Getting out of Dhaka alone took over two hours. Bumper to bumper doesn’t even begin to describe the traffic here. It is pure and simple, mayhem. There are no traffic rules except to honk as you overtake whatever is in the road in front of you—be it a car, bus, truck, bicycle, mother and child crossing the road, rik-shaw, motorized rik-shaw, man pulling cart laden with any number of goods, cow, goat and/or sleeping dog. Oh and the other rule: be sure to pull back into your lane right before the car, bus, truck, bicycle, or whatever else is in the other lane, barrels into you.
Natural selection plays a part, the bigger your vehicle, the more right of way you have. The working assumption is you have the right to overtake whatever is in front of you and that you dart back into your lane when something bigger is coming at you. This means no looking in rearview or side mirrors. There is no time. Instead, you have to constantly be looking ahead and negotiating moving around and ahead of others while not getting hit by the on-coming traffic. It is assumed that the moving “thing” that is trying to overtake you is going to veer back into your space any moment so driving is this constant, braking, accelerating, honking, veering to the left, veering to the right all over pot holed, rubble strewn roads “activity”.

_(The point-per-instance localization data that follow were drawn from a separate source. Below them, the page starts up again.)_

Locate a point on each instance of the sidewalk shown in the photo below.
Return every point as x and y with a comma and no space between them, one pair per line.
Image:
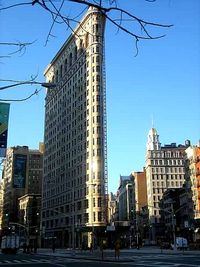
126,255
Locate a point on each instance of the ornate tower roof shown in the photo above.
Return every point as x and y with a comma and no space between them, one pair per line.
153,140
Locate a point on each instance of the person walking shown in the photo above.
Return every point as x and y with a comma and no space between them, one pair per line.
53,247
117,248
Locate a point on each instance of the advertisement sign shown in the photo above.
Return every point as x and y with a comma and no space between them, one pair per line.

What’s funny (maybe disconcerting is a better word) is that after the first hour of looking like Kevin McAllister (giggle) in Home Alone (mouth in open “O” shape silent scream, hands to each side of face) you kind of get use to it. So what if your driver is over-taking a van that is overtaking a rik-shaw and your vehicle is way over to the right (they drive on the other side here), on a road with no shoulder and coming at you is a truck, overtaking a bus, overtaking a cow—in the rain. You just know that somebody is going to give way (probably not the cow), just in the nick of time.Oh yawn, my cell phone is ringing – let me answer it.”

And what is even more funny – yesterday was a holiday and the traffic was “light”. Just can’t wait for today’s drive on a normal traffic day.

Oncoming Traffic
The white line does designate the “other” side of the road. And yes we are passing a bus who is himself passing bicyclists and those are vehicles coming at us.